А может и прав Степан, и я уже от мнительности сам себе придумываю, но не понимаю я, должны же ноги утопленника отличаться, если одна была в сапоге, а другая нет? А они почти не различаются, и где портянка? Хотя сейчас некоторые сапоги без портянок носят, но Кузьма слыл человеком небедным, и ходить в сапоге на босу ногу вряд ли бы стал. К чему это не знаю, но в памяти отложить надо. Следом внимательно осмотрел одежду как спереди, так и сзади, а потом перечислил все приметы на теле, которые сумел рассмотреть.
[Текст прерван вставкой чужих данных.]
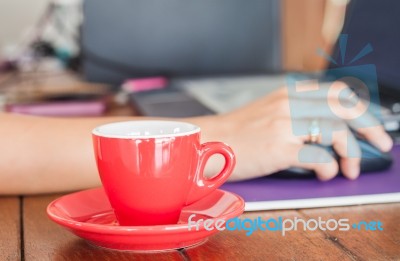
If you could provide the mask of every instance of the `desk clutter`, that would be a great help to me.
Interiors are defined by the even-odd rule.
[[[26,34],[0,50],[0,111],[99,116],[109,86],[80,76],[81,1],[49,1]]]
[[[29,71],[0,75],[0,109],[40,116],[100,116],[110,102],[109,88],[86,83],[75,73]]]

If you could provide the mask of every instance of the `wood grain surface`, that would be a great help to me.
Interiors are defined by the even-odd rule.
[[[253,212],[242,218],[259,216],[263,220],[303,218],[298,211]],[[351,260],[319,231],[296,231],[285,236],[279,231],[258,230],[250,236],[244,231],[224,231],[187,253],[191,260]]]
[[[179,251],[138,254],[110,251],[87,244],[46,214],[47,205],[60,195],[24,198],[24,258],[30,260],[183,260]]]
[[[381,221],[383,231],[224,231],[201,247],[186,250],[191,260],[400,260],[400,204],[264,211],[242,218],[349,219],[349,223]]]
[[[60,195],[23,200],[25,260],[400,260],[400,204],[245,213],[241,218],[348,218],[378,221],[383,231],[223,231],[203,245],[165,253],[100,249],[54,224],[46,206]],[[2,260],[2,259],[1,259]]]
[[[382,231],[323,231],[324,237],[351,260],[400,260],[400,204],[365,205],[326,209],[301,210],[307,218],[348,218],[350,224],[360,221],[380,221]]]
[[[0,260],[21,259],[18,197],[0,197]]]

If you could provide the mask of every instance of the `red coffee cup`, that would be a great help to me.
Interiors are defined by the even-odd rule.
[[[200,128],[186,122],[117,122],[95,128],[92,137],[101,182],[123,226],[176,224],[185,205],[217,189],[235,166],[229,146],[200,144]],[[214,154],[225,165],[207,178]]]

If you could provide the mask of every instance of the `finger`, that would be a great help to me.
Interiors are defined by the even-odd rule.
[[[343,82],[307,85],[308,88],[310,86],[317,86],[317,91],[289,93],[291,109],[295,116],[353,120],[368,111],[365,102]],[[379,121],[370,116],[363,122],[367,125],[362,127],[379,125]]]
[[[308,142],[309,126],[311,120],[294,121],[293,129],[305,135],[299,136],[302,142]],[[343,175],[356,179],[360,174],[361,150],[354,135],[348,129],[344,121],[318,119],[317,126],[320,132],[316,143],[324,146],[332,146],[340,157],[340,165]]]
[[[343,110],[344,107],[342,105],[334,104],[330,106],[332,111],[345,120],[353,130],[382,151],[389,151],[392,148],[392,139],[386,133],[380,121],[367,111],[367,107],[362,101],[353,108],[345,110]]]
[[[353,133],[348,129],[333,133],[332,146],[340,157],[343,175],[356,179],[360,175],[361,149]]]
[[[352,129],[380,150],[386,152],[392,148],[393,141],[380,121],[368,111],[369,106],[347,84],[336,81],[304,86],[309,90],[289,91],[292,119],[314,117],[345,120]],[[312,91],[313,88],[317,91]]]
[[[362,101],[346,85],[336,84],[329,91],[328,104],[332,112],[346,120],[349,126],[382,151],[389,151],[393,141],[380,121],[368,111],[369,104]]]
[[[386,133],[383,126],[371,114],[366,113],[363,117],[348,121],[349,126],[363,136],[381,151],[389,151],[393,146],[393,140]]]
[[[277,103],[273,106],[275,111],[284,113],[287,111],[293,119],[304,117],[347,119],[347,115],[355,118],[366,108],[362,104],[357,104],[357,95],[342,82],[299,85],[300,87],[295,86],[295,88],[288,86],[271,94],[274,99],[268,99],[268,102],[272,100]],[[332,88],[329,88],[331,85]],[[279,105],[279,101],[282,101],[282,106]],[[358,106],[357,110],[353,109],[354,106]]]
[[[302,143],[310,142],[310,128],[314,124],[320,133],[315,143],[325,146],[333,144],[333,134],[338,131],[347,130],[346,123],[342,120],[327,118],[305,118],[293,120],[291,122],[293,134],[297,136]]]
[[[291,144],[289,149],[290,166],[313,170],[320,180],[332,179],[339,171],[336,160],[323,148]]]
[[[361,135],[363,135],[368,141],[373,145],[378,147],[384,152],[388,152],[393,147],[393,140],[386,133],[383,126],[375,126],[370,128],[362,128],[357,130]]]
[[[337,92],[336,89],[334,88],[334,91],[329,89],[328,92],[323,92],[323,95],[291,96],[289,99],[291,116],[294,119],[320,117],[354,120],[368,112],[368,106],[350,88],[344,85],[342,91]],[[370,124],[379,124],[379,121],[371,122],[369,119],[366,123],[371,126]]]

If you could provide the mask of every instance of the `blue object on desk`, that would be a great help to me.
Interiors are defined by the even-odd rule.
[[[383,171],[392,165],[393,159],[390,153],[381,152],[378,148],[364,139],[358,138],[357,141],[361,149],[361,173]],[[316,146],[324,147],[317,144]],[[324,148],[336,160],[340,159],[339,155],[334,151],[332,146],[327,146]],[[316,174],[314,171],[308,169],[289,168],[287,170],[275,173],[274,176],[277,178],[315,178]]]

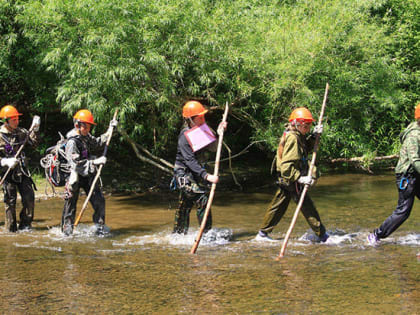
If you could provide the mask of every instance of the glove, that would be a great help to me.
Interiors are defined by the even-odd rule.
[[[112,119],[110,122],[109,122],[109,127],[108,127],[108,130],[106,131],[106,136],[107,136],[107,138],[111,135],[111,132],[112,132],[112,130],[115,128],[115,127],[117,127],[118,126],[118,120],[116,120],[116,119]]]
[[[18,164],[18,159],[15,157],[1,159],[1,166],[7,166],[13,169],[16,167],[17,164]]]
[[[313,131],[313,133],[314,133],[314,134],[316,134],[316,133],[321,134],[323,131],[324,131],[324,125],[316,125],[316,126],[314,127],[314,131]]]
[[[101,156],[92,161],[93,165],[103,165],[106,163],[106,156]]]
[[[226,130],[226,128],[227,128],[227,122],[221,122],[219,126],[217,127],[217,134],[221,136],[222,133]]]
[[[315,180],[312,179],[312,176],[301,176],[298,179],[298,183],[302,185],[312,186],[315,183]]]
[[[76,171],[71,171],[69,176],[69,185],[73,185],[79,180],[79,175]]]
[[[206,180],[210,183],[217,184],[217,182],[219,181],[219,176],[207,174]]]
[[[32,119],[31,129],[35,132],[39,131],[39,125],[41,124],[41,118],[37,115]]]
[[[118,126],[118,120],[116,120],[116,119],[112,119],[112,120],[109,122],[109,127],[115,128],[115,127],[117,127],[117,126]]]

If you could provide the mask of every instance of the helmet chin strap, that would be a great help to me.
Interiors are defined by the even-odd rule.
[[[298,121],[297,119],[293,119],[293,120],[290,122],[290,126],[291,126],[293,129],[298,130],[299,132],[302,132],[302,131],[300,130],[300,127],[302,126],[302,122]]]
[[[293,119],[293,120],[290,122],[290,124],[291,124],[292,126],[295,126],[295,127],[300,126],[300,122],[299,122],[297,119]]]
[[[10,122],[9,121],[10,121],[10,118],[5,118],[4,119],[4,125],[6,126],[7,130],[13,131],[14,128],[12,128],[12,126],[10,125]]]
[[[190,127],[195,126],[195,122],[191,119],[191,117],[188,117],[187,119],[190,122]]]
[[[86,126],[86,123],[80,120],[76,120],[76,126],[80,129],[82,126]]]
[[[76,122],[75,122],[75,125],[76,125],[76,128],[77,128],[77,133],[78,133],[79,135],[82,135],[82,134],[81,134],[81,127],[82,127],[83,125],[86,125],[86,123],[85,123],[85,122],[83,122],[83,121],[76,121]]]

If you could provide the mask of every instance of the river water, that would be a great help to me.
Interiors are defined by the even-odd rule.
[[[59,198],[37,201],[32,231],[6,232],[3,215],[2,313],[420,313],[420,202],[379,247],[365,241],[396,205],[392,174],[322,177],[310,194],[331,237],[313,242],[300,215],[281,261],[294,203],[273,242],[254,239],[274,190],[216,191],[214,229],[195,255],[194,213],[188,235],[171,235],[176,194],[108,196],[105,237],[91,208],[63,237]]]

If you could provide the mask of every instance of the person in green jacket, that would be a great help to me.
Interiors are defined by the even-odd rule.
[[[313,133],[310,133],[314,121],[311,112],[304,107],[296,108],[289,117],[289,124],[281,137],[276,155],[279,187],[265,213],[257,240],[271,240],[268,234],[280,222],[290,200],[293,198],[298,203],[304,185],[312,186],[315,182],[312,174],[308,174],[308,155],[313,150],[315,134],[322,133],[323,128],[322,125],[316,126]],[[325,242],[329,235],[308,194],[303,201],[302,214],[319,241]]]
[[[408,219],[414,197],[420,199],[420,103],[417,104],[412,122],[400,135],[400,158],[395,167],[398,204],[382,225],[367,237],[369,245],[379,244],[380,239],[391,235]]]

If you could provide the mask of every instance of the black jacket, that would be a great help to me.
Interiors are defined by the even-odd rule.
[[[185,127],[181,130],[178,136],[178,148],[175,159],[175,169],[184,168],[186,172],[191,172],[193,177],[198,180],[199,178],[206,179],[207,171],[198,162],[195,153],[193,152],[190,144],[185,137],[185,132],[190,128]]]

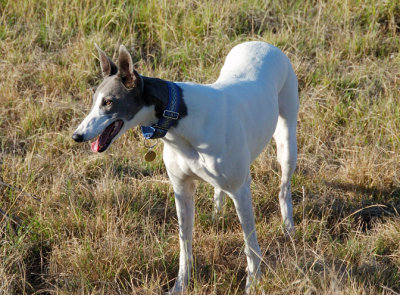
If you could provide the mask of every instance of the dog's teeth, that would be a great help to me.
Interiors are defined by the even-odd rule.
[[[115,122],[115,123],[114,123],[114,126],[117,127],[117,126],[118,126],[118,122]]]

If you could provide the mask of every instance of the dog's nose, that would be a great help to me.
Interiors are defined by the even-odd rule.
[[[83,135],[79,134],[79,133],[74,133],[74,134],[72,134],[72,139],[75,140],[76,142],[82,142]]]

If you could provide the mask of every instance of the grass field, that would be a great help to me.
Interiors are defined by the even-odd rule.
[[[160,155],[144,161],[138,130],[100,155],[71,139],[101,80],[94,43],[114,58],[125,44],[144,75],[211,83],[247,40],[280,47],[300,88],[293,239],[273,143],[252,166],[266,293],[400,293],[399,1],[0,0],[0,294],[173,285]],[[198,185],[190,294],[243,294],[240,224],[231,202],[211,222],[212,195]]]

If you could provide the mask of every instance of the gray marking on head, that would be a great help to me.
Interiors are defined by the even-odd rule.
[[[156,123],[157,118],[161,118],[168,103],[169,94],[166,81],[140,76],[134,70],[132,57],[123,45],[119,49],[119,67],[97,45],[96,48],[99,52],[104,80],[93,95],[92,110],[79,125],[75,134],[82,136],[83,140],[90,140],[102,133],[109,124],[116,120],[129,123],[124,125],[120,134],[128,128],[134,127],[135,124],[145,123],[142,122],[143,120],[146,121],[146,124]],[[183,95],[181,97],[179,119],[187,115]],[[148,118],[143,117],[143,112],[140,113],[139,117],[135,117],[144,107],[152,106],[155,110],[155,122],[147,122]],[[147,112],[147,114],[149,113]],[[174,126],[177,124],[178,120]],[[119,135],[116,137],[119,137]]]

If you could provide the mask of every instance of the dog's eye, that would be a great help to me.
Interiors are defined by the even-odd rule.
[[[104,105],[105,105],[105,106],[110,106],[110,105],[112,105],[112,100],[111,100],[111,99],[106,99],[106,100],[104,101]]]

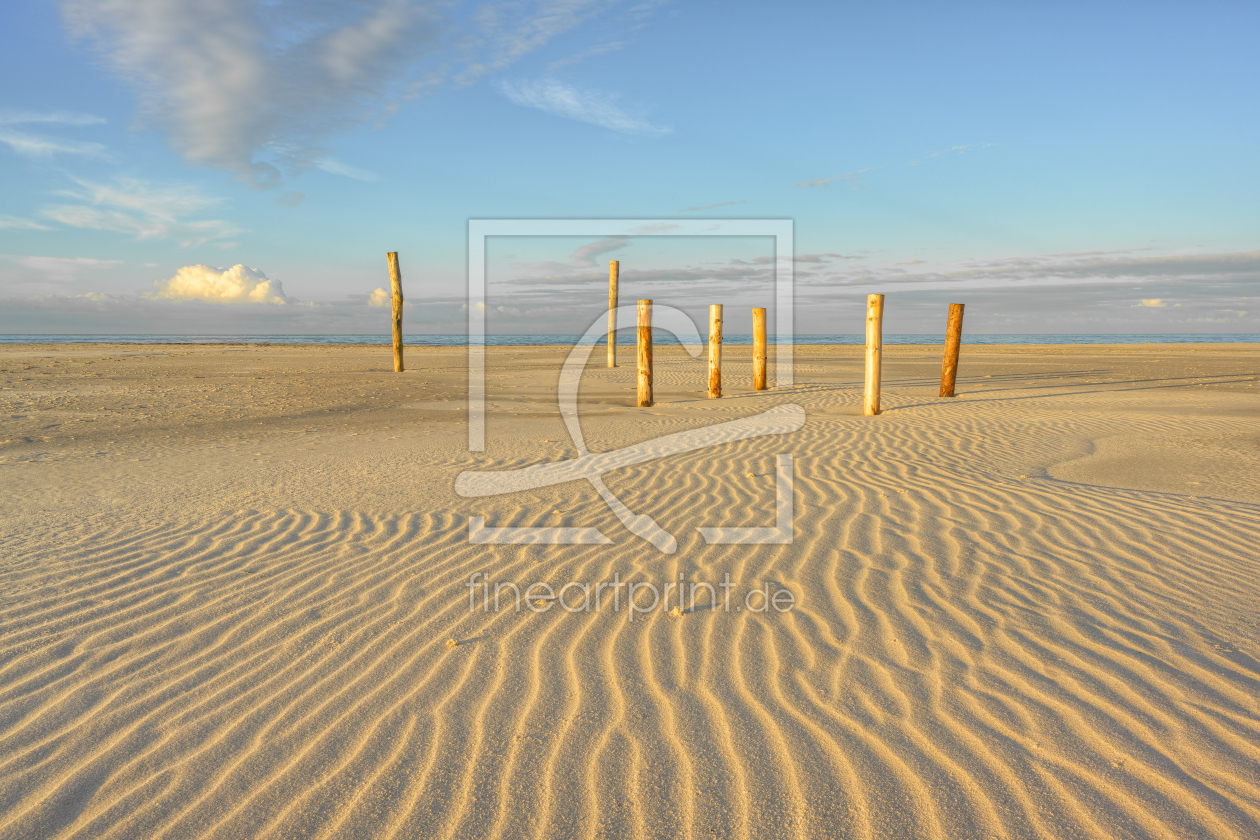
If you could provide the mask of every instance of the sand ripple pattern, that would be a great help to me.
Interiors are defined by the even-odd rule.
[[[7,537],[0,837],[1260,837],[1256,619],[1230,606],[1260,510],[1021,477],[1055,432],[1013,411],[811,417],[791,546],[695,530],[772,524],[782,440],[608,476],[670,557],[589,487]],[[562,503],[618,545],[466,543],[467,514]],[[729,573],[797,604],[470,611],[473,572]]]

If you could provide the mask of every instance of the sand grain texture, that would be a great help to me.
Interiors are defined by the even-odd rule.
[[[1260,838],[1253,346],[964,344],[952,400],[889,346],[873,418],[861,348],[759,393],[750,349],[709,400],[658,347],[650,409],[588,367],[594,452],[806,411],[606,475],[663,554],[589,483],[453,490],[574,457],[562,349],[491,350],[469,453],[460,349],[0,348],[0,838]],[[782,452],[794,542],[706,545]],[[631,622],[475,572],[736,588]]]

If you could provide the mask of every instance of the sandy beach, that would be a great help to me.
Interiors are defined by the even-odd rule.
[[[667,554],[455,492],[578,454],[567,348],[488,349],[472,453],[463,348],[0,346],[0,838],[1260,838],[1257,345],[889,346],[873,418],[861,347],[749,351],[587,368],[592,452],[804,410],[604,477]],[[792,542],[707,544],[782,453]]]

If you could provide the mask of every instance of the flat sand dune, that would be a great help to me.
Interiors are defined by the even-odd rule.
[[[948,400],[888,347],[874,418],[861,348],[748,350],[583,379],[592,452],[805,410],[604,476],[667,554],[587,481],[455,493],[578,454],[564,348],[489,350],[479,453],[460,348],[0,348],[0,838],[1260,838],[1260,349],[964,346]],[[782,453],[792,543],[706,544]]]

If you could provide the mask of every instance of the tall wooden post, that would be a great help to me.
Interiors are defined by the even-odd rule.
[[[753,390],[766,390],[766,310],[753,310]]]
[[[639,407],[652,405],[652,301],[639,301]]]
[[[709,306],[709,399],[722,396],[722,304]]]
[[[945,359],[941,363],[941,396],[954,396],[954,380],[958,377],[958,345],[962,344],[963,305],[949,305],[949,326],[945,329]]]
[[[402,315],[403,293],[402,272],[398,270],[398,252],[390,251],[385,255],[389,261],[389,288],[394,298],[394,372],[403,371]]]
[[[608,263],[608,366],[617,366],[617,274],[621,263]]]
[[[866,296],[866,390],[862,413],[879,414],[880,362],[884,353],[884,296]]]

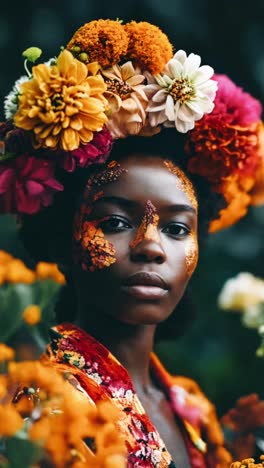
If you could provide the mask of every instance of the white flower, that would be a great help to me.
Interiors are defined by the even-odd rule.
[[[264,281],[251,273],[240,273],[226,281],[218,297],[221,309],[245,312],[264,302]]]
[[[249,306],[242,316],[247,328],[259,328],[264,324],[264,303]]]
[[[214,108],[217,82],[208,65],[200,67],[201,57],[179,50],[166,64],[162,73],[147,75],[144,88],[150,99],[147,111],[152,127],[163,124],[180,133],[192,130],[196,120],[209,114]]]
[[[13,119],[17,109],[18,109],[18,96],[20,93],[20,85],[22,83],[25,83],[25,81],[29,81],[29,77],[27,75],[21,76],[18,80],[16,80],[12,91],[5,97],[4,100],[4,113],[5,113],[5,118],[8,119]]]

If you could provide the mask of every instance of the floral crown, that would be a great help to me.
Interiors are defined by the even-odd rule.
[[[58,57],[25,69],[5,99],[0,124],[0,212],[34,214],[63,190],[56,170],[103,163],[112,142],[186,134],[189,172],[205,177],[227,206],[210,231],[230,226],[264,201],[261,104],[201,58],[173,54],[147,22],[91,21]],[[173,130],[172,130],[173,131]]]

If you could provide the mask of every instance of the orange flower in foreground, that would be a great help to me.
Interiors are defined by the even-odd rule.
[[[0,436],[12,436],[22,426],[23,419],[13,405],[0,405]]]
[[[79,28],[67,49],[80,60],[87,56],[87,61],[98,62],[106,68],[119,62],[127,46],[128,35],[119,21],[99,19]]]
[[[166,34],[146,21],[131,21],[124,27],[129,36],[126,59],[153,75],[160,73],[173,56],[173,47]]]
[[[35,279],[34,271],[27,268],[18,258],[14,258],[6,265],[5,280],[9,283],[31,284]]]
[[[56,65],[40,64],[20,86],[17,127],[34,132],[35,146],[72,151],[93,138],[107,122],[106,90],[101,76],[64,50]]]
[[[0,362],[12,361],[15,356],[15,351],[7,346],[5,343],[0,343]]]
[[[36,325],[41,320],[41,310],[35,304],[29,305],[25,308],[22,317],[28,325]]]
[[[65,276],[61,273],[56,263],[39,262],[36,266],[38,279],[52,279],[56,283],[65,284]]]
[[[13,256],[4,250],[0,250],[0,265],[6,265],[13,259]]]

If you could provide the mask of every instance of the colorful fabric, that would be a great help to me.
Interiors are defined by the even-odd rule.
[[[175,467],[127,370],[101,343],[75,325],[62,324],[51,329],[42,361],[70,373],[77,389],[95,403],[111,400],[120,409],[117,425],[126,439],[128,468]],[[171,376],[155,354],[150,367],[180,422],[191,467],[227,468],[231,457],[223,447],[215,409],[199,386],[191,379]]]

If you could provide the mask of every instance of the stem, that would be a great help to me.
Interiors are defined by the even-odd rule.
[[[28,62],[28,59],[25,59],[25,60],[24,60],[24,68],[25,68],[25,70],[26,70],[26,72],[27,72],[28,77],[30,78],[30,77],[31,77],[31,73],[30,73],[30,71],[29,71],[29,69],[28,69],[28,67],[27,67],[27,62]]]

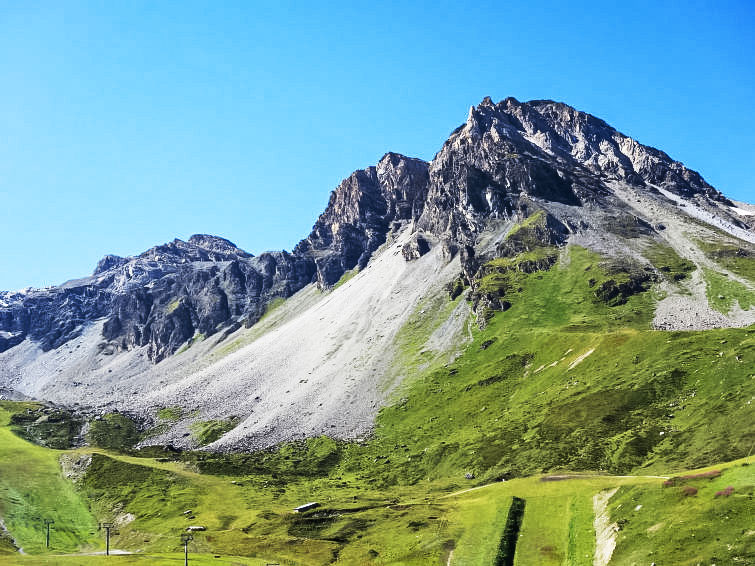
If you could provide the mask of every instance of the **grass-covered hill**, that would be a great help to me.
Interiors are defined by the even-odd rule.
[[[611,564],[746,564],[755,552],[754,458],[667,477],[444,477],[379,488],[365,481],[368,469],[325,466],[316,477],[310,460],[299,475],[287,463],[304,454],[291,447],[270,454],[265,471],[241,456],[42,448],[8,429],[20,409],[0,411],[0,449],[10,456],[0,461],[0,510],[13,537],[0,564],[179,564],[189,526],[206,528],[189,543],[193,564],[589,565],[596,549],[614,546]],[[322,448],[311,446],[310,458]],[[320,507],[292,512],[311,500]],[[45,518],[55,521],[49,549]],[[111,549],[134,554],[94,554],[104,550],[98,521],[116,525]]]
[[[722,236],[700,263],[646,239],[618,260],[533,239],[542,221],[417,305],[395,338],[401,385],[358,441],[136,450],[182,409],[82,429],[4,402],[0,563],[176,564],[190,526],[205,529],[195,564],[755,562],[755,328],[654,329],[659,302],[700,300],[695,284],[721,314],[747,311],[751,250]],[[464,341],[431,347],[459,312],[474,313]],[[187,434],[207,444],[235,424]],[[102,521],[133,554],[90,555]]]

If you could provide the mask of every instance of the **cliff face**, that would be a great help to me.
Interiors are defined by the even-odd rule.
[[[58,348],[105,318],[111,351],[147,346],[159,362],[194,337],[254,324],[276,298],[316,281],[333,285],[364,267],[391,224],[422,211],[427,163],[387,154],[333,191],[310,236],[293,253],[253,256],[197,234],[129,258],[108,255],[90,277],[59,287],[0,294],[0,352],[25,339]]]
[[[106,256],[92,276],[59,287],[1,293],[0,352],[27,338],[58,348],[105,319],[104,347],[147,346],[159,362],[194,337],[254,324],[270,301],[311,282],[332,286],[407,223],[417,231],[407,260],[429,249],[422,232],[442,240],[448,255],[461,248],[472,258],[486,226],[543,208],[563,237],[651,230],[617,206],[612,183],[694,199],[742,229],[752,221],[731,214],[732,203],[695,171],[594,116],[553,101],[485,98],[431,163],[388,153],[352,173],[291,253],[255,257],[223,238],[195,235],[135,257]]]
[[[106,318],[111,350],[148,346],[157,362],[195,335],[256,320],[275,297],[312,280],[313,265],[286,252],[254,257],[223,238],[192,236],[136,257],[106,256],[91,277],[59,287],[5,294],[0,351],[29,338],[43,350]]]
[[[485,98],[433,159],[419,226],[471,245],[490,218],[527,216],[535,202],[608,208],[612,181],[731,204],[695,171],[590,114]]]
[[[419,217],[427,187],[426,162],[388,153],[376,167],[355,171],[333,191],[294,253],[311,257],[318,282],[333,285],[345,271],[367,265],[393,222]]]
Тоже не знаю зачем, но так было положено при осмотре трупа в двадцатом веке, и я не стал отступать от этих правил.
– А вот это уже интересно, - снова хмыкнул я, двигая руку трупа.
– Чего не так?
– Снова скривился казак.
– Ключица сломана.
Степан тоже подергал утопленника за вздувшуюся руку:
– Сломана, - подтвердил он, - и что?
– Не знаю, - пожал я плечами, - но согласись, что если бы он утонул сам, то ключицу бы не сломал.
– Так может и утоп потому, что ключица была сломана?
– Выдал предположение Степан.
– Может.
– Пришлось мне согласиться.
– Действительно трудно плыть со сломанной ключицей, особенно когда еще и три ребра сломаны.
– Где?
– Казак уже внимательно присмотрелся к телу трупа, задирая рубашку повыше.
– Это ж надо, хорошо же его отметелили. Тогда получается, что убили его и воду сбросили?
– Так и получается, а синяков на нем нет потому, что его уже мертвого метелили.
– Зачем, - Степан уставился на меня.
– Откуда мне знать, - пожимаю плечами, - ладно с этим разобрались, надо теперь определить с какого места он в реку попал.
На это казак присвистнул, выражая сое удивление:
– Как это определишь, мало ли где его в воду сбросили?
– Не скажи, вот сейчас подберем нужный топляк, и сам все увидишь.
Топляк подходящего размера нашли быстро, благо их здесь вдоль берега много, привязали к нему дополнительно корягу, чтобы он и по дну не волочился и не полностью на поверхности торчал, а дальше стали запускать по течению с различного расстояния от берега.
– Ну, и что у нас получилось?
– Спрашиваю у Тропина, которого следственный эксперимент увлек не на шутку.